Semaphor problem atomic_xchg function

Hi all,

I have an issue using my Nvidia card and atomic function atom_xchg, in order to implement semaphor. I need to lock for a work-item an array of float named “v” passing as argument to a kernel function: (below the code). When i launch the kernel the semaphor is initialize with 0 (<=> the resource is available)

Code :
__kernel void my_ker (__global float* v, __global int* semaphor)
// Retrieve the index of the work-item
int g = get_global_id(0);

// wait for resurce to be available
 while (atom_xchg (semaphor, 1) != 0)  {}

// use the array for the current work-item
v[g] = (float)g;

// unlock the resource
atom_xchg (semaphor, 0);


But the program crashes all the timeand i do not understand why? Could someone help me please and explain me why it does not work correctly

you cannot implement per-work item semaphores this way.

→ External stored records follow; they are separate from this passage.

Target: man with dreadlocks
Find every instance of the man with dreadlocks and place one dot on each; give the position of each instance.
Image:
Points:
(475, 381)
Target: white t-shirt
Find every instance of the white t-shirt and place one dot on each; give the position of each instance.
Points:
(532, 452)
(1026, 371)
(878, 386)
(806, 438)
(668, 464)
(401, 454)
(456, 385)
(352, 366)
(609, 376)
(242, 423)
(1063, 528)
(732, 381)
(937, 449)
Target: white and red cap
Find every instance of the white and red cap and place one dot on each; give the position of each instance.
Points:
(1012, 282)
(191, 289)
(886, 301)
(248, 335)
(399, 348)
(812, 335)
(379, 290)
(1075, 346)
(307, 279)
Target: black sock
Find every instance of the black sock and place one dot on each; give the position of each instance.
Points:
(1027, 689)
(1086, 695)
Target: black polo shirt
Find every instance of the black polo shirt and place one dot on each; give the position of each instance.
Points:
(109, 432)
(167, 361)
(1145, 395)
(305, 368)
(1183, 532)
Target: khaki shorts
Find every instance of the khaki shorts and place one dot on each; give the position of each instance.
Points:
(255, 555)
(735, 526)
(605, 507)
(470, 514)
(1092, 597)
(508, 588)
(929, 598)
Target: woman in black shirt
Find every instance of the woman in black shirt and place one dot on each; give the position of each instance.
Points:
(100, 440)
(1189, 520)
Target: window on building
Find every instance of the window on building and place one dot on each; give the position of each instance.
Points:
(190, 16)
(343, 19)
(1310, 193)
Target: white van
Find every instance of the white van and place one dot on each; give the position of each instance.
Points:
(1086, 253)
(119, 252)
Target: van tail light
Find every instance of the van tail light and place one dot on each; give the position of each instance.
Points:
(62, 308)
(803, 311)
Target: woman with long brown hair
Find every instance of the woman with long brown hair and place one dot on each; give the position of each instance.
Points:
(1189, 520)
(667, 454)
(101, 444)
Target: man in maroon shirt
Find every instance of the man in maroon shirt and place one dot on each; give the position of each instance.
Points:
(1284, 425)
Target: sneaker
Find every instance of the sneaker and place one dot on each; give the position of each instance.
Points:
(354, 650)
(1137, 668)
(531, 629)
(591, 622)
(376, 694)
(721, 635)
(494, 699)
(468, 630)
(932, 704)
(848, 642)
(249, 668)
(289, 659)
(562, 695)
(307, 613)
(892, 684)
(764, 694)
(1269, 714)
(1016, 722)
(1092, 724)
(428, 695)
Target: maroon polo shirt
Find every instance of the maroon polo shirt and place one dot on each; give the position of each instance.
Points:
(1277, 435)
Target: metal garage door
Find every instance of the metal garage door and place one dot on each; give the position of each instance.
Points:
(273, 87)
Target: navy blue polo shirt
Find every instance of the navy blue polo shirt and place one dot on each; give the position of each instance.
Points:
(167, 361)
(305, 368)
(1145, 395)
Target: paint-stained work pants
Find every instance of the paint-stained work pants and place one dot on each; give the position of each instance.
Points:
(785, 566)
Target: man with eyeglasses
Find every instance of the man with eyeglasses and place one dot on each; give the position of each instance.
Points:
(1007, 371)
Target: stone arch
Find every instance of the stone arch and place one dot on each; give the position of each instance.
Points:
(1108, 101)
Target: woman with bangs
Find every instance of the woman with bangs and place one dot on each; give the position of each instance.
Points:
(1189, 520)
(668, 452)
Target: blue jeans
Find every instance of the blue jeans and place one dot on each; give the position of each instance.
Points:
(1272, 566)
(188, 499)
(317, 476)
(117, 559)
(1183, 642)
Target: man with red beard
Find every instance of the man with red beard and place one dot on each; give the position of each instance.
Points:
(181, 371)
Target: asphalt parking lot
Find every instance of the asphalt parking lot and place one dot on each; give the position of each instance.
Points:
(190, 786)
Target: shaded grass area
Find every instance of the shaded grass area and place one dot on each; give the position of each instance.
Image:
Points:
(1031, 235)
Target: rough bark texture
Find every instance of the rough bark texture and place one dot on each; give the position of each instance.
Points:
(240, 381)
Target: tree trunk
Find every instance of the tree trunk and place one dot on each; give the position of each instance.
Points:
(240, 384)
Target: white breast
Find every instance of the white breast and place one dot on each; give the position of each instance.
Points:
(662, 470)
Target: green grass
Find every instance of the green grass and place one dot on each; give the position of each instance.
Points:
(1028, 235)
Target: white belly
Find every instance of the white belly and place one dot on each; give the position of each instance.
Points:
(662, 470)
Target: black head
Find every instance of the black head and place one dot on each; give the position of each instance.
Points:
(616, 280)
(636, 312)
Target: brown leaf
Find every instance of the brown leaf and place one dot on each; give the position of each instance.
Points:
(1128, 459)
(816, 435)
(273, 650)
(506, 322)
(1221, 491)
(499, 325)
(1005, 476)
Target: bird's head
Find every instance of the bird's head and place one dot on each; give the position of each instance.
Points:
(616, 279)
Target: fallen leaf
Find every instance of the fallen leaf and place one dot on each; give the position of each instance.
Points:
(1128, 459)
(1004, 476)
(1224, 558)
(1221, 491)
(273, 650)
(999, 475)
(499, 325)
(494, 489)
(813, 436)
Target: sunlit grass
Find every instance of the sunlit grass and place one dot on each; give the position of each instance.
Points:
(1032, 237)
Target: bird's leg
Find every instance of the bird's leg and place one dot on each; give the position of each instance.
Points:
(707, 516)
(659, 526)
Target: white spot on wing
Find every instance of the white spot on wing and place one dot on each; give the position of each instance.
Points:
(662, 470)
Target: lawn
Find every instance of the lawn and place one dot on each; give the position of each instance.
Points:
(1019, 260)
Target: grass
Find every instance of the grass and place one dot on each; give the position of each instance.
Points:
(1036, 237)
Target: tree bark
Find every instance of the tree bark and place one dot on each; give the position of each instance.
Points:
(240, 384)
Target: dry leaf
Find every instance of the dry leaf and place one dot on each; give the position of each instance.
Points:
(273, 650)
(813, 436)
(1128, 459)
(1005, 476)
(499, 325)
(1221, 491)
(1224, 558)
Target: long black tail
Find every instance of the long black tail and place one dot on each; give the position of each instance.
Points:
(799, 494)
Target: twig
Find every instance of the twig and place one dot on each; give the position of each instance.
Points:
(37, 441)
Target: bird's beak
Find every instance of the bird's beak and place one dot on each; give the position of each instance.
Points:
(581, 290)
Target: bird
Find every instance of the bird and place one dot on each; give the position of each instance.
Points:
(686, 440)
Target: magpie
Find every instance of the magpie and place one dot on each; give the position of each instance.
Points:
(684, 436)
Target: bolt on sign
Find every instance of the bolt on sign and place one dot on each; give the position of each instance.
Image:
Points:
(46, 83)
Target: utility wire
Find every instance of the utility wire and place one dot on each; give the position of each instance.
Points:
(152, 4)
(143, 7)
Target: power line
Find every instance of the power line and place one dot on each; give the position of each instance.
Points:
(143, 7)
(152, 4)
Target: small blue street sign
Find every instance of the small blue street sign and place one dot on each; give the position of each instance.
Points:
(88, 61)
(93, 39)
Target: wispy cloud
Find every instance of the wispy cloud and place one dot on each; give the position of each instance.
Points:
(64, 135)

e.g. on a gpu if you have say 64 work items running concurrently, the first work item will get the semaphore, but every other one will not - and thus the whole compute unit will go into an infinite loop. on a gpu remember all work items in the work group execute the same instructions at the same time, the code cannot diverge at the work-item level.

do a search on the various opencl forums for more information, or just give up and use a more appropriate algorithm.

per work-group semaphores are possible but not very useful since global memory isn’t consistent outside of a work-group.